Poor brand strategy relies on a few key touch points to wow their stakeholders—assigning fixed values to an arbitrary formula—while believing the failure of less important touch points doesn’t damage the brand. Poor brands ignore the details. Great brands know that everything matters, and leave nothing to chance.

Great brands embrace the Fluid Formula.

The Rules of Brand Strategy, Part Two

Be amazing at the one thing you promise. Every time. No exceptions.

You have a lot of options for your brand story. You get to explore different ways to deliver your service, how your culture fuels the brand experience, how leadership pushes new boundaries and how you continue to engage and excite your stakeholders. It’s your brand; it’s your story to tell.
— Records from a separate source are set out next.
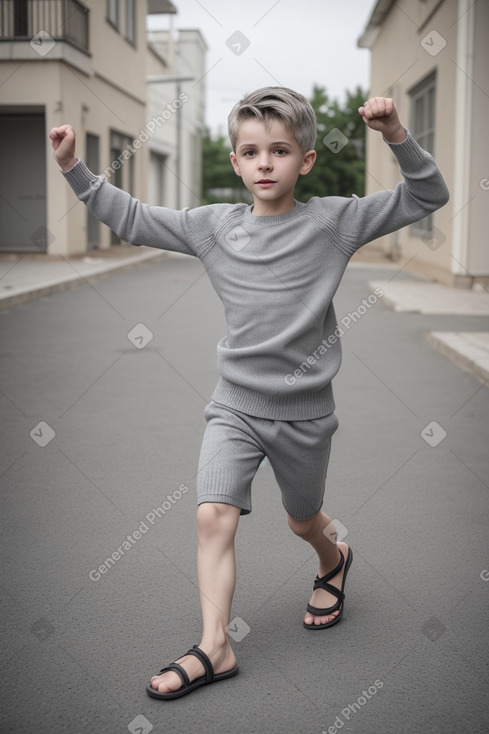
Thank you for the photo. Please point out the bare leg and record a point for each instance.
(217, 523)
(329, 557)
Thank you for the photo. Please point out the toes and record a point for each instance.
(309, 619)
(165, 683)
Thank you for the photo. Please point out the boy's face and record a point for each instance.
(269, 160)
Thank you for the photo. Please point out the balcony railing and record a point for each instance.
(64, 20)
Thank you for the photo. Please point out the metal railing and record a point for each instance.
(64, 20)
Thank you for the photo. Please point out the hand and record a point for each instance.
(380, 114)
(63, 140)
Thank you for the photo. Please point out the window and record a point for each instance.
(93, 162)
(131, 21)
(113, 12)
(423, 129)
(122, 165)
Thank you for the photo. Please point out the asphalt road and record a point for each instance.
(102, 396)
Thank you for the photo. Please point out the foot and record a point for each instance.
(324, 599)
(221, 657)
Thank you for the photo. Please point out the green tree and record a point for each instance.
(340, 166)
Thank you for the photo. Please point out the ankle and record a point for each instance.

Every story, though, is based on a familiar plot. Just like an action story needs an adventure or a love story needs a romance, a brand story must live up to the core promise. If your brand can’t manage that one thing, nothing else matters.
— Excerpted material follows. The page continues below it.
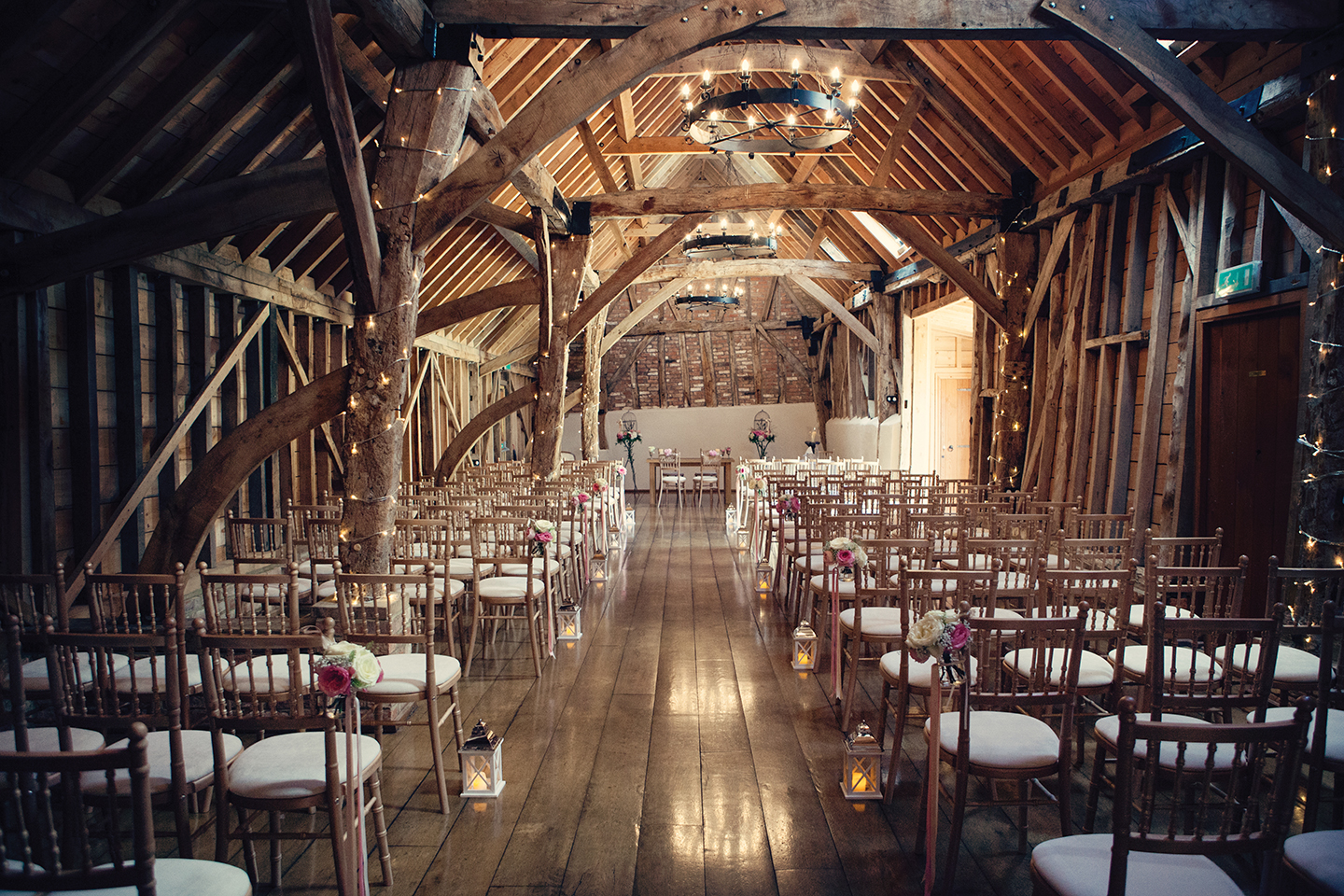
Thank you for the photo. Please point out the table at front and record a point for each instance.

Too often brands get caught up in the elements that make the brand unique but drop the ball on the one simple thing that anchors the relationship. Poor leadership gets in the way— it’s either laziness (just too uncommitted to care), complacency (believing people will judge the brand on intent and flair rather than action and results), or ignorance (having no clue about expectations).
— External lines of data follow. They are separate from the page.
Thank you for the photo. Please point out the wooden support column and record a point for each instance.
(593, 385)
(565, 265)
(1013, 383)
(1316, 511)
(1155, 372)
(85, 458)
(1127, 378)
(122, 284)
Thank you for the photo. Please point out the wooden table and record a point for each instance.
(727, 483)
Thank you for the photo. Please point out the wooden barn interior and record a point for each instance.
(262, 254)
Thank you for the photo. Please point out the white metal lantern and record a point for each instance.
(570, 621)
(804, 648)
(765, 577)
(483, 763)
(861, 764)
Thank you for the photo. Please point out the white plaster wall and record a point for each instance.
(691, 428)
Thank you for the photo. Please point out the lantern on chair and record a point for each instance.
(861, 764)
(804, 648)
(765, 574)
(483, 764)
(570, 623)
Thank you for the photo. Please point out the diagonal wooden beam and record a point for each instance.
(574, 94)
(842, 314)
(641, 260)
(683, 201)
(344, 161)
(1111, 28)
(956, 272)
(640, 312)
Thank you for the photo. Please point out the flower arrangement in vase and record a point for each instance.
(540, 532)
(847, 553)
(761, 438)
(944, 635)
Brand Strategy always starts with clarity about your capacity to do the one thing you promise. Without a solid grasp of this reality—and a commitment to deliver an uncompromising experience—success is simply out of reach.

Photo Note: I snapped the accompanying photo in 2004 during a vacation in Oregon. In 2011, while traveling the same route, I couldn’t find the business. Not surprisingly, Golden Touch Signs is no longer in business. A keen eye will notice the company name in red letters over the door; another fine example of this company’s stellar work.

You own your brand’s experience.

I get frustrated when people, especially those involved with social media, claim that the consumer owns the brand. For those making this statement, the logic says that because people are talking about your brand—especially on social media—and because they are sharing the story of your brand—perhaps even without you—that somehow your customers own the brand.

There is a nuance to this belief that compromises your success: If you ignore the brand strategy because you believe you no longer own the brand, your organization is doomed.

Yes, each customer holds their own perception of the brand. In fact, every stakeholder has their own version of the brand story in their head. And when they share the story with other people, they may or may not be sharing it in a way that will make you happy. It’s called word-of-mouth, and you don’t get to own it.

People hold the conversations about the brand. They don’t own the brand experience.

We’ve always had word-of-mouth. In fact, the world had word-of-mouth before any other form of marketing. The speed of conversations in social media is unprecedented, but it doesn’t make the conversations something new. Word-of-mouth is just different stakeholders sharing stories about their perception of the experience.

But those are just their stories; you still control the experience they are talking about. You still brew the coffee or fly the airplanes or teach the students or feed the hungry or organize the masses or fight the oppressors. Your organization still acts in accordance with your brand story, and delivers an experience.

Tom Asacker said in a tweet to me, “The experience shapes the story, and the story shapes the experience. The key is to be strategic with both.” There has to be a balance between the two—both anchored in the strategy—where the organization builds an experience in pursuit of its goals, and give supporters (and perhaps detractors) something to share with word-of-mouth.

With a brand strategy, you define the experience first. You take a stand for what you believe in, make a promise, and set yourself up to deliver the promise. Then you tell a story; you capture people’s imagination and invite them to share your cause. Once the brand is experienced and a story is shared, there is a constant mixing of the two, drawing people deeper and deeper into a relationship. You own the brand experience while you embrace their stories and explore more of your own.

Then it’s good to let everyone talk about it. Because they will.